The connector also configures automatic background cleanup merges so that superseded rows and tombstones are eventually removed from persistent storage.
Your queries should use the FINAL directive to get results with duplicate and tombstone rows removed:
SELECT * FROM my_table FINAL;
Handling deletions
By default, the connector materializes deletions as soft deletes.
This can be explicitly set by setting the hardDelete endpoint configuration parameter to true or false.
In soft delete mode, source deletions are tracked in the
destination ClickHouse table via the _meta/op column, which indicates whether a row was created, updated, or deleted.

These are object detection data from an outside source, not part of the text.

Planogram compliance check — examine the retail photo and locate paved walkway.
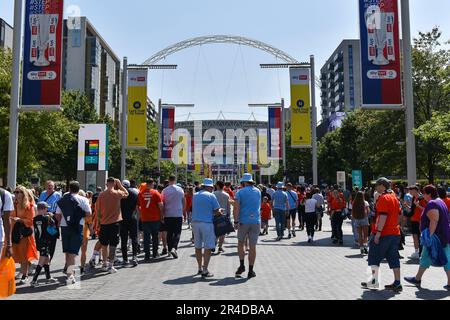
[6,219,450,300]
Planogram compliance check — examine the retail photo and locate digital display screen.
[84,140,100,171]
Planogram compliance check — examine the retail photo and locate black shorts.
[99,222,120,247]
[411,221,420,236]
[159,223,167,232]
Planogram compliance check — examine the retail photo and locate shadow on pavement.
[209,277,248,287]
[358,289,397,300]
[163,275,217,285]
[416,288,450,300]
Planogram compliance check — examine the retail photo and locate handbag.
[213,215,234,237]
[0,253,16,298]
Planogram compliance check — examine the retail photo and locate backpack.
[57,194,86,230]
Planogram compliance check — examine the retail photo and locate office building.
[0,18,13,50]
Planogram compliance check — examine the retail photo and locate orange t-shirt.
[261,202,272,221]
[444,197,450,211]
[331,193,345,210]
[95,190,123,225]
[138,189,163,222]
[411,197,427,222]
[372,192,401,237]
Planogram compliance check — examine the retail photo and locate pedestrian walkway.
[10,219,450,301]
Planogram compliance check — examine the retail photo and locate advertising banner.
[127,69,148,150]
[21,0,64,111]
[352,170,363,190]
[160,107,175,160]
[268,107,283,159]
[290,68,312,148]
[78,124,108,171]
[359,0,403,110]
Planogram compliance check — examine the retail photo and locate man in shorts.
[95,177,128,274]
[234,173,261,279]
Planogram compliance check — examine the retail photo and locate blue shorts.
[61,225,83,255]
[192,222,216,250]
[369,236,401,269]
[420,245,450,271]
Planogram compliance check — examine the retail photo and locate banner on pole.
[78,124,109,171]
[268,107,283,159]
[352,170,363,190]
[160,107,175,160]
[21,0,64,111]
[359,0,403,110]
[127,69,148,150]
[290,68,312,148]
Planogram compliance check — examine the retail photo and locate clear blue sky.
[0,0,450,120]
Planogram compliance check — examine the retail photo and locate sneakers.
[170,249,178,259]
[108,266,117,274]
[235,267,245,278]
[409,252,420,260]
[384,284,403,293]
[202,270,214,279]
[361,278,380,290]
[45,278,58,284]
[66,275,77,286]
[404,277,422,287]
[19,277,29,285]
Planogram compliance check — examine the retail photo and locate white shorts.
[192,222,216,250]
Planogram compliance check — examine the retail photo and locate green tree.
[412,27,450,183]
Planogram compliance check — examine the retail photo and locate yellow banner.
[127,69,148,149]
[290,68,312,148]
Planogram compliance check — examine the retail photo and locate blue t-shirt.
[272,190,289,211]
[192,190,220,223]
[235,186,261,224]
[287,190,298,210]
[39,191,61,213]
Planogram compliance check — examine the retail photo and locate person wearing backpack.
[0,188,14,260]
[56,181,91,285]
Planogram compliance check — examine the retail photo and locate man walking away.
[96,177,128,274]
[56,181,91,285]
[234,173,261,279]
[361,178,403,293]
[192,179,222,279]
[162,176,186,259]
[120,180,139,267]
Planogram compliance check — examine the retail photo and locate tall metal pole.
[401,0,417,185]
[157,99,162,184]
[281,99,287,181]
[120,57,128,181]
[7,0,23,189]
[310,55,319,185]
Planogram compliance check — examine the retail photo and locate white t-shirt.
[56,194,91,227]
[0,190,14,243]
[305,199,317,213]
[162,185,184,218]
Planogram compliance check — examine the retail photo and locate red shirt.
[138,189,163,222]
[411,197,427,222]
[261,202,272,221]
[223,188,234,200]
[372,192,401,237]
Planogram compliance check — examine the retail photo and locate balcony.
[334,83,345,93]
[333,51,344,63]
[334,93,345,104]
[333,72,344,82]
[334,62,344,72]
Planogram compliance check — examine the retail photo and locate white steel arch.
[143,35,299,65]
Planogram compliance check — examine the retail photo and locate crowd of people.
[0,174,450,292]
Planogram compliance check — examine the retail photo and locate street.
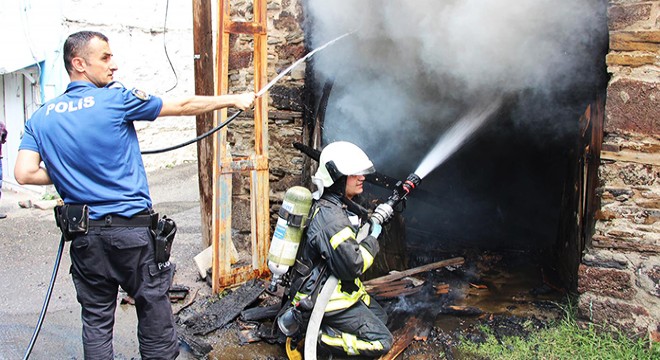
[0,164,211,359]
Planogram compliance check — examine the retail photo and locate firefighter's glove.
[371,203,394,224]
[369,222,383,239]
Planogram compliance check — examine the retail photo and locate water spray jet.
[414,98,502,179]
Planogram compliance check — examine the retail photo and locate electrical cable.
[140,110,243,155]
[163,0,179,93]
[23,235,64,360]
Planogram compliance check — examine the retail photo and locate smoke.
[306,0,602,174]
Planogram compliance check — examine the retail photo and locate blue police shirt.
[19,81,163,220]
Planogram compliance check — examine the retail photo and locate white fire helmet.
[312,141,376,199]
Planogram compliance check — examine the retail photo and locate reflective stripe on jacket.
[292,193,379,312]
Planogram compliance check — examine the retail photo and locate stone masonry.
[578,0,660,341]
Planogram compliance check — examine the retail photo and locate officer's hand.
[234,91,256,110]
[371,203,394,224]
[369,222,383,239]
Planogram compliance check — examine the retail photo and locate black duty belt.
[89,213,158,229]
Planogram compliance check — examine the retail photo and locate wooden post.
[211,0,270,293]
[193,0,215,247]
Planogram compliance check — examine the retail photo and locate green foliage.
[458,306,660,360]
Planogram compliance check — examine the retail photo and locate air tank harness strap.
[278,207,307,228]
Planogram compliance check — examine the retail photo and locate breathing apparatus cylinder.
[268,186,312,291]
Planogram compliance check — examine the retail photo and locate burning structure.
[223,0,660,339]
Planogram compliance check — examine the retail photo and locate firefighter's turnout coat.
[291,192,392,356]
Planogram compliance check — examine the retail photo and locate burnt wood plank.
[241,304,282,321]
[185,279,266,335]
[364,257,465,286]
[379,317,431,360]
[176,326,213,359]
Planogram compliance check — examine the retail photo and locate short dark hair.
[63,31,108,74]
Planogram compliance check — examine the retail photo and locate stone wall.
[578,0,660,341]
[220,0,306,251]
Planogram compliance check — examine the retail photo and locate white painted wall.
[0,0,204,174]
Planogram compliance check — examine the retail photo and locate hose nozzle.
[371,173,422,224]
[386,173,422,208]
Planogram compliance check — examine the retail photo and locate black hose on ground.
[140,110,243,155]
[23,235,64,360]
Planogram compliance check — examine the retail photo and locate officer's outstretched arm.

The row itself remains in the table.
In hard delete mode, the connector marks rows for deletion
by inserting a new row with the original primary key, plus _is_deleted = 1.
This is often called a "tombstone".
The ReplacingMergeTree ClickHouse engine uses _is_deleted to exclude these rows from FINAL queries, and to
automatically remove the tombstoned rows from persistent storage.
Removing tombstoned rows is a background task in the ClickHouse server, configured by this connector.
Delta updates
This connector supports delta updates on a per-binding basis. When delta_updates is enabled for a binding, the table uses the MergeTree engine instead of ReplacingMergeTree. Every store operation is appended as-is with no deduplication — rows accumulate and are never removed.